JP3009067B2 - Magnesia-Chromia refractories - Google Patents

Description

DETAILED DESCRIPTION OF THE INVENTION

[0001]

BACKGROUND OF THE INVENTION 1. Field of the Invention The present invention relates to a refractory used for a container for metal refining and the like.

[0002]

2. Description of the Related Art Magnesia-chromia refractories (hereinafter referred to as "magcro refractories") are refractories having excellent properties as refractories for metal refining, and are particularly applicable to secondary refining of molten steel such as DH and VOD. It is an indispensable material. In recent years, with the refining of high-purity steel, high-quality stainless steel, and other special steels, the durability of conventional refractories has reached its limit, and the demand for material technology has increased.

[0003] With respect to the refractories of magcro, a long history and various material reforms have been carried out, especially the overall composition and blending techniques, and the effects of additives such as addition of metals, alloys and carbides.
However, such a method not only increases the cost of the furnace material but also limits the material development.
The limit is reached under severe refining conditions of 0 ° C or higher. As a result, there are many cases where the life of the furnace body is reduced to about 1/2.

[0004]

As the magcro refractory, a raw material obtained by adding chromium ore to magnesia or electromelting them is used. When this raw material is manufactured by an ordinary method, when the structure after firing is observed, an impurity component called flux is precipitated between particles constituting the refractory. This flux is a component present in the refractory raw material, but generally differs from the main component of the raw material,
Melting points have also been considered to be quite low.
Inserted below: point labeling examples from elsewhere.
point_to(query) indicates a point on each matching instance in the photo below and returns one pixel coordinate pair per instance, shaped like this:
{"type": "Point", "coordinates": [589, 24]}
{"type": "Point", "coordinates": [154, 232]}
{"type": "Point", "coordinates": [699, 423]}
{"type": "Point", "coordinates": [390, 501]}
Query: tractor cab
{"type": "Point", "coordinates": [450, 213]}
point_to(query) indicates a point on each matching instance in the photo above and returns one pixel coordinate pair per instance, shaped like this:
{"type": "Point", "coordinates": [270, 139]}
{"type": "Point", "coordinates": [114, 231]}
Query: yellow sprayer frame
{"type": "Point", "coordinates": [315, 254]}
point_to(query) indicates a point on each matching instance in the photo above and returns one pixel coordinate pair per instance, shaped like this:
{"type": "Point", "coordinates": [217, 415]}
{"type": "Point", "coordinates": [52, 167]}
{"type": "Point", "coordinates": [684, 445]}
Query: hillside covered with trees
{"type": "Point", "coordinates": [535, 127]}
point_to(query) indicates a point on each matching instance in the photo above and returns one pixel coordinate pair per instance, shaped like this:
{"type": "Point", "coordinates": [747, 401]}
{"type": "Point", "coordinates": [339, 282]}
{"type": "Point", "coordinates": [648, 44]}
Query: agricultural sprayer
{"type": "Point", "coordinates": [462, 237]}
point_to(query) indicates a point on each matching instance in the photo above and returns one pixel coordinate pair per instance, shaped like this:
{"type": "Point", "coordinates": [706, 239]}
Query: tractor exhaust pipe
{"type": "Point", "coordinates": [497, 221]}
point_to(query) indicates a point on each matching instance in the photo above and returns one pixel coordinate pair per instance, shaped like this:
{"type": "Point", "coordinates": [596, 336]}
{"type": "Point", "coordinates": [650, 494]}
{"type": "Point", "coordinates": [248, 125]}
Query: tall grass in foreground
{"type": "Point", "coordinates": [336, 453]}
Therefore,
In order to improve the corrosion resistance and hot properties of magcro refractories, means to limit the production of chromium ore and improve the grade of magnesia to minimize these components for the purpose of high purity Had to be forced.

An object of the present invention is to produce a refractory of higher quality by adjusting the components of the flux existing in the structure of the refractory.

[0006]

In order to achieve the above object, the present onset Ming, M gO-S
containing a flux mainly composed of iO ₂ —Ca〇,
When the total amount of flux is 5 to 0.5% by weight,
Has a molar ratio of MgO / SiO ₂ of 1.40 to 6.00 or
Has a molar ratio of CaO / SiO ₂ of 1.45 to 6.10.
A magnesia-chromia refractory characterized in that the melting point of the flux is 1700 ° C. or more.

[0007]

[Action] In order to improve the corrosion resistance and various properties during heating of a refractory, it is important to control the flux component precipitated between particles during firing of the refractory. The controlled flux component plays an effective role mainly in improving the corrosion resistance and hot strength of the magcro refractory.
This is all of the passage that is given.